Das treffende Symbol vom Tunnel-Männchen entdeckten die Initiatoren des Alfred-Müller-Felsenburg-Preises in den ersten Jahren seiner Vergabe. In geselliger Runde warfen sich Hans-Werner Gey und seine Freunde damals Gedankenspiele um den Begriff „aufrecht“ zu. Ich habe das Männchen heute lediglich ein wenig tiefer ausgelotet.

Was heißt das alles jetzt für „aufrechte Literatur“, gleichgültig ob Berichterstattung oder Kunstfeder? Es bedeutet, dass der Schreibende auf gutem Wege ist, der seine Schriften in den Dienst größtmöglicher Aufrichtigkeit stellt, und dies im Wissen um die eigene, naturbedingt begrenzte Sichtweise.

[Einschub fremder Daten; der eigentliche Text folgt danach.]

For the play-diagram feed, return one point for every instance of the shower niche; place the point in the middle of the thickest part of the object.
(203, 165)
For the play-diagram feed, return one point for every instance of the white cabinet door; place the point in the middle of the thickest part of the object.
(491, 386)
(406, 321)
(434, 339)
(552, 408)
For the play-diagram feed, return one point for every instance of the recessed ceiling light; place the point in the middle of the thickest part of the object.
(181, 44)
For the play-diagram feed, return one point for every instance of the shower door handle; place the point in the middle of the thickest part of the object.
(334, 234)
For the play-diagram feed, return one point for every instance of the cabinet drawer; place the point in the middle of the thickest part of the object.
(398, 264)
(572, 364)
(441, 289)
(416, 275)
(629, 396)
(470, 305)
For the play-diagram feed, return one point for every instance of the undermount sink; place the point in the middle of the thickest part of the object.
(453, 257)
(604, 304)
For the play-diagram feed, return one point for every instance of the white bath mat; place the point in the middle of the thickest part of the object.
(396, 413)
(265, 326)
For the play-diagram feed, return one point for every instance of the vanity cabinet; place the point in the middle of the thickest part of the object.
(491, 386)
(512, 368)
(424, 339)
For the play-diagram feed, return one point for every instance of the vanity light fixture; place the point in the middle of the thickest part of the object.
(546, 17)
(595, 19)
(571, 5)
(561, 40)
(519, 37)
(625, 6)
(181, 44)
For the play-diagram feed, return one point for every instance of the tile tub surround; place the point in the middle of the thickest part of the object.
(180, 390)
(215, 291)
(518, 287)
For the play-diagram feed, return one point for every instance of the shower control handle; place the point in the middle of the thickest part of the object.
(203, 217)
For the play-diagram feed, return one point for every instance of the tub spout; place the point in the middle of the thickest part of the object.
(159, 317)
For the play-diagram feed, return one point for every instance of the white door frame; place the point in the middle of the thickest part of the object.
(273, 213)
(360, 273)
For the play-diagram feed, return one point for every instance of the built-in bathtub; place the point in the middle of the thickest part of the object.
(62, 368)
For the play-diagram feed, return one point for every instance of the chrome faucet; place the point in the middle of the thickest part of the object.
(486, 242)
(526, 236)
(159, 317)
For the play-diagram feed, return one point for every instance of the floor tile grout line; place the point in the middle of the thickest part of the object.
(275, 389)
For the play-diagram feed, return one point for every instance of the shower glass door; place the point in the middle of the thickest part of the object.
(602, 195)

Die zweite große Instanz „aufrechter Literatur“ ist das Gewissen, das aber bekanntlich - wir haben den 9. November – manipulierbar ist. Nun gibt es ein kollektives Gewissen, das dem Zeitgeist, der Kultur, der Gruppenzugehörigkeit  verpflichtet ist, und ein persönliches Gewissen, erwachsen unter anderem aus den Wertevorstellungen der Herkunftsfamilie und gereift an eigenem Erleben und Reflektieren. Wenn beide im guten Sinne zusammenwirken, sind sie im glücklichen Fall ein hochsensibler Sensor - und gepaart mit dem Begriff „aufrecht“ ein zuverlässiger Wegweiser.

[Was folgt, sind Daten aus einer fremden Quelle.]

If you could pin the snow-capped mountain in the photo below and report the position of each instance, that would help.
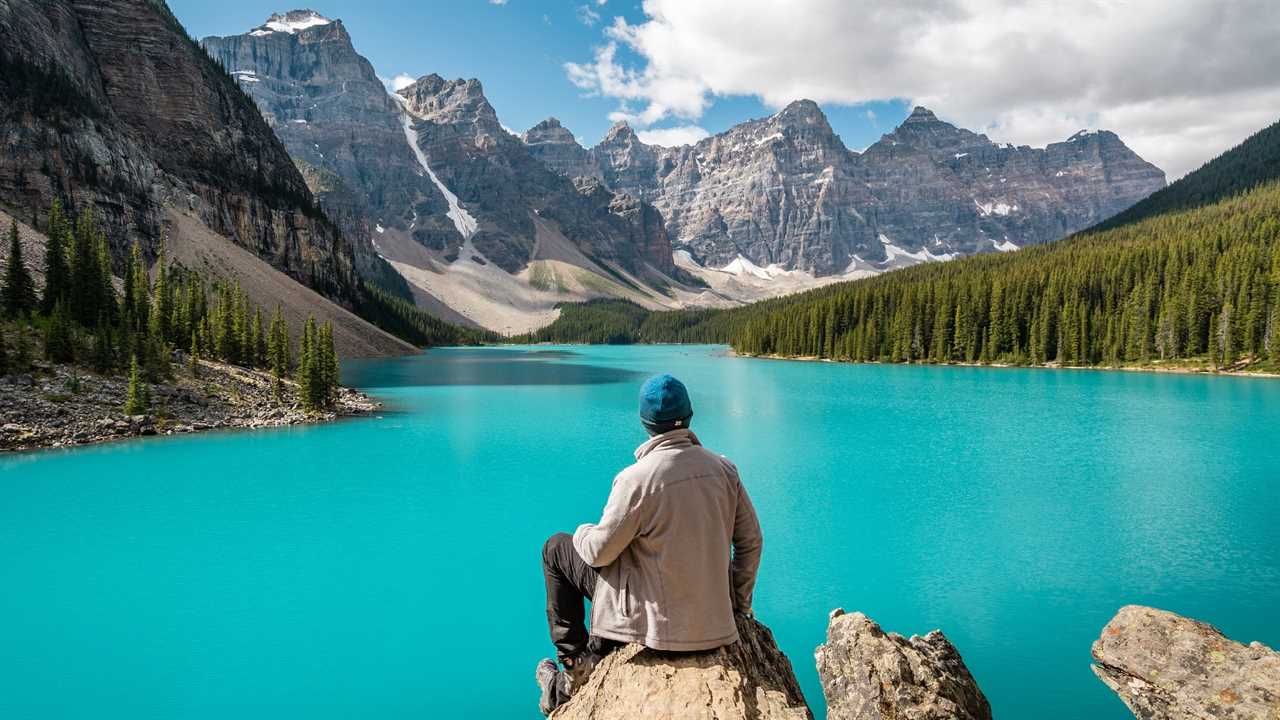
(784, 191)
(479, 229)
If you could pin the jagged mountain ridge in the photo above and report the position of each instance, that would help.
(128, 76)
(785, 191)
(112, 108)
(478, 227)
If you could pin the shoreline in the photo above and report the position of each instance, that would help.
(1153, 369)
(59, 406)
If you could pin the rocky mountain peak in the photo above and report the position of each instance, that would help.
(920, 114)
(291, 22)
(449, 101)
(803, 112)
(924, 131)
(620, 133)
(548, 131)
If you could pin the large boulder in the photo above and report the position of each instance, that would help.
(746, 680)
(868, 674)
(1165, 666)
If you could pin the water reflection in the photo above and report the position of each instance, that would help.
(484, 367)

Der „aufrechte Gang“ entsteht durch eine gesunde Haltung und nicht mit Hilfe eines Korsetts, das andere gefertigt haben und das seinem Träger eine nur scheinbare Standfestigkeit verleiht. Hier denke ich an Gedankenkorsetts durch Ideologien, Vorurteile und Egoismen. „Aufrecht“ darf auch nicht missverstanden werden als unnachgiebig, weil uneinsichtig. Es geht nicht darum, eine Meinung stramm durchzuziehen und Einwände nicht zuzulassen. Es geht vielmehr um eine zutiefst dem Leben zugewandte Haltung, die aufmerksam bleibt für neue Erkenntnisse. Ein Schreibender, der die Konsequenzen seiner Schriften im Blick behält, der also Verantwortung für sein Schreiben übernimmt, wird nicht so leicht das rechte Maß verlieren. Arbeiten wir daran, jeden Tag neu. 

Ich bedanke mich bei Dir, lieber Hans-Werner, als Initiator des Preises, und bei Dir Michael, dass Ihr bei den Überlegungen zur Preisvergabe an mich gedacht und für mich gesprochen habt. Das ehrt mich sehr, der Alfred-Müller-Felsenburg-Preis wird mir ein Ansporn sein. Vielen Dank für  Ihre Geduld.